This makes me think of the now defunct https://github.com/SUSE/machinery
Indeed! I'm showing my age, but I do remember using this with Puppet and it was one of my inspirations :D (no commits in nearly 13 years, ouch) https://github.com/devstructure/blueprint
Yes! I always thought that was a very clever project, and was sad when it ceased development. Very excited to try this out, and glad to have stayed on Debian all these years.
I wonder if Nix has similar tools, as it is famous for declarative system management, which is quite suitable for server provisioning.
The other comment already answers part of it, there is no real need for it for a NixOS system as you usually either can consult the store on the machine (and recursively build a graph of a all transitive dependencies of a generation), have a system that stores the config along with the generation (option `system.copySystemConfiguration` or a flake-based system will store the config in the store itself).
A system that has neither a store nor the config (container image) not easily reconstructable as you miss too much metadata.
It's hard with nix to end up with a system without first having a config for that system
Bravo, I will play with it. I haven't played with ansible till now but I know that its related to automation.
If something can make ansible easier for me to try out like this tool while being pragmatic, I will give this a try someday thank you!
How accurate does this tool end up becoming though? Like can I just run some bunch of commands to setup a server and then use this with ansible?
Would this end up being a good use for it or would I just re-invent something similar to cloud-init on wrong abstraction. (On all fairness, one thing troubling me about cloud-init is that I would need to probably have a list of all commands that I want to run and all changes which sometimes if history command might have some issues or you do end up writing files etc. ends up being a little messy)
I haven't played that much with both cloud-init and ansible either but I am super interested to know more about enroll and others as well as I found it really cool!
Great questions! OP here, let me answer them below:
> How accurate does this tool end up becoming though? Like can I just run some bunch of commands to setup a server and then use this with ansible?

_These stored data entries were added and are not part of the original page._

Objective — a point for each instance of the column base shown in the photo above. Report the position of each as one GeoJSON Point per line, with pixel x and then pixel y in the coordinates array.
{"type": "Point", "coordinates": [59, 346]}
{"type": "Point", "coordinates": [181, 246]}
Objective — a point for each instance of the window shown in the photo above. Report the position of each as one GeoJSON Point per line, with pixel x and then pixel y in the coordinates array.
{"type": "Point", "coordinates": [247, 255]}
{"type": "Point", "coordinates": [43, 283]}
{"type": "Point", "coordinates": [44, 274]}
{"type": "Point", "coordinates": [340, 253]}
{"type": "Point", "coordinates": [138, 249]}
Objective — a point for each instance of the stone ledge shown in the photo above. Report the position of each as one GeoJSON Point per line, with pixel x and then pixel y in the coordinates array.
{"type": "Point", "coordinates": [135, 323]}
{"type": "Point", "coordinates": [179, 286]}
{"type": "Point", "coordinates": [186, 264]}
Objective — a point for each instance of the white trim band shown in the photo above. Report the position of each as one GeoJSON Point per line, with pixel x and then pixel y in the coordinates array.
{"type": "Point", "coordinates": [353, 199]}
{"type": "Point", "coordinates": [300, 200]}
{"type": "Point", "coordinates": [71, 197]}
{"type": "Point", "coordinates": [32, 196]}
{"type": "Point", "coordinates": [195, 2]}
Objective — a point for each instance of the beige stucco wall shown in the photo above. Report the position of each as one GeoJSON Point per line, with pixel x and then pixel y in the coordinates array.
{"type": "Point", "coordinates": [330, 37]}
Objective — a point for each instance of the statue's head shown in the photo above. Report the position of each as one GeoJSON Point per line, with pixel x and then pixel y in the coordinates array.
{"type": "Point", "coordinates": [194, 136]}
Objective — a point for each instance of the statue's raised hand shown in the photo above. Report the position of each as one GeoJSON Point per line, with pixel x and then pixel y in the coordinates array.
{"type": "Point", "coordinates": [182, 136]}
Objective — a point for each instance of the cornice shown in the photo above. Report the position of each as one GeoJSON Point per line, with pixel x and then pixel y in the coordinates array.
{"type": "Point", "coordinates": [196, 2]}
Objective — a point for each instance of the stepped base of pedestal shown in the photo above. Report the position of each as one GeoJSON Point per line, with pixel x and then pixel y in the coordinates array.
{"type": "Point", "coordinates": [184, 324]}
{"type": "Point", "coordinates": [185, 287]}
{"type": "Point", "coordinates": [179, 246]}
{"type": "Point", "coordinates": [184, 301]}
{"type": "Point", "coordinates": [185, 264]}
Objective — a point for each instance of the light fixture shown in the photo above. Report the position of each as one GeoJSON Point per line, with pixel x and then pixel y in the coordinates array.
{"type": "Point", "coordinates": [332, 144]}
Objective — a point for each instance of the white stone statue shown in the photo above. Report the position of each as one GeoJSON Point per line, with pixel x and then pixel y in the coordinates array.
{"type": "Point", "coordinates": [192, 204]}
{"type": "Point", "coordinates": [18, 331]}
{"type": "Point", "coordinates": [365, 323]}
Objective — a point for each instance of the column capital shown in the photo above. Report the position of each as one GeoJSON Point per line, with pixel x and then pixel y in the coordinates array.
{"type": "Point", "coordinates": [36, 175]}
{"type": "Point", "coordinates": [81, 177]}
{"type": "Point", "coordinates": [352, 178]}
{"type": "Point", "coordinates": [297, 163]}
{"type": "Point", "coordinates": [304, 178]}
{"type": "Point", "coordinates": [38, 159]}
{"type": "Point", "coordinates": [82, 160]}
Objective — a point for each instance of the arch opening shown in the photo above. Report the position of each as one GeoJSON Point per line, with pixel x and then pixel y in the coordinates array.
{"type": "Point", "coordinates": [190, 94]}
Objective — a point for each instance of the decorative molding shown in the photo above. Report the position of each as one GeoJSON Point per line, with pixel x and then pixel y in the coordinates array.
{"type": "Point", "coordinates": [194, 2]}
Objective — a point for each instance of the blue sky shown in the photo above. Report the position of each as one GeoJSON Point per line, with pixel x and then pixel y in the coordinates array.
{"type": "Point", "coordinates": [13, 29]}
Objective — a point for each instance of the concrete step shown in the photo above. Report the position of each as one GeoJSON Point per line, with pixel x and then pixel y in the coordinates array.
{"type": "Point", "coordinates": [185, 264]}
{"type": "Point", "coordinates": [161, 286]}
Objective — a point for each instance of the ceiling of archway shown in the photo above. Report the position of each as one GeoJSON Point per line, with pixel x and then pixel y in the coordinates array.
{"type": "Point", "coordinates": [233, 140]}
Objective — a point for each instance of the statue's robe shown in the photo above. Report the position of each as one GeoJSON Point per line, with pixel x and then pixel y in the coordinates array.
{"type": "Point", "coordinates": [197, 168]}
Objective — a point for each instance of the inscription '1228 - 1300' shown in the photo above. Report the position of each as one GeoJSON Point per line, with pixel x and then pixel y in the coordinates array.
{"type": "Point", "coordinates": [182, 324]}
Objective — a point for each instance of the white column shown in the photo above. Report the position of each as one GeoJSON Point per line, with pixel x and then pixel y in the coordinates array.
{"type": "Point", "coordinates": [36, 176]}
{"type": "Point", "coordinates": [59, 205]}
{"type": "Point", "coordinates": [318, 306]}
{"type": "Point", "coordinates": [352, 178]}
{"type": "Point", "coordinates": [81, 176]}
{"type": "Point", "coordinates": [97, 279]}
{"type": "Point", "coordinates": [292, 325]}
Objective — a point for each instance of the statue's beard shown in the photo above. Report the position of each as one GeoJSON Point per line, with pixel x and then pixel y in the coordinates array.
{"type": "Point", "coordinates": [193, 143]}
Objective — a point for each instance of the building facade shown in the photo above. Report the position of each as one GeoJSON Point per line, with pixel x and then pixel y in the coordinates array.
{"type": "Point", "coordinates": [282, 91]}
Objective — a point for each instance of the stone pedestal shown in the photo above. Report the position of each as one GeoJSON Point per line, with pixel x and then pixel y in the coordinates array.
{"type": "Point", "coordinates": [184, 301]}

Yes, exactly: let's say you provision a VPS and then install some stuff on it, configure some configs, create a crontab, create a user account. Running 'enroll harvest' on it will detect all of that, and 'enroll manifest' will then convert that 'harvest' into Ansible roles/playbooks.
> Would this end up being a good use for it or would I just re-invent something similar to cloud-init on wrong abstraction. (On all fairness, one thing troubling me about cloud-init is that I would need to probably have a list of all commands that I want to run and all changes which sometimes if history command might have some issues or you do end up writing files etc. ends up being a little messy)
Yeah, your instinct is right on the latter point. Ansible and Cloud-init are similar in that they are both 'declarative' systems to say what should exist on the machine. Ansible has some advantages in that it compares with the current setup to see if it needs to change anything. Cloud-init (in my experience) is a bit more crude: 'just run this stuff the first time the machine is booted'.
I'm sure there are different ways of using it, but in my experience, cloud-init is really designed to 'run once' (first time setup). For example, if you provision a machine with Terraform or OpenTofu, and you pass in cloud-init, then later if you change the cloud-init data, it wants to destroy the machine and rebuild it (unless you configure it explicitly not to do that, by which you have to tell it to 'ignore' changes to the cloud-init).
Whereas with Ansible, you're at least equipped with a solid foundation that you can extend over time - you'll no doubt eventually need to make changes to your server post the initial setup.
If you're new to Ansible, Enroll will be a quick way to get up and running with working Ansible configuration and you can adapt it from there as you learn it.
Admittedly, to satisfy a lot of corner cases (or support different Linux distros), the Ansible code that Enroll generates is a bit complex to read compared to a 'bespoke' home-grown playbook, on the other hand, it's perfectly correct code and you'd be immediately exposed to good practice syntax.
Let me know if you get to try it!
Very cool.
I just saved the state of my WSL2 instance, pushed it to github. Amazingly simple.
FWIW, I was required to add the --harvest, which your quick start seems to be missing?
ie I used:
uvx enroll single-shot --harvest ./harvest --out ./ansible
Whoops, thanks, I'll adjust that example!
Indeed when using single-shot, unless you're using the --remote modes (in which case, the harvest is pulled down to a machine-generated path locally), indeed you need to supply the path to the harvest so that the 'manifest' part under the hood, knows what to use.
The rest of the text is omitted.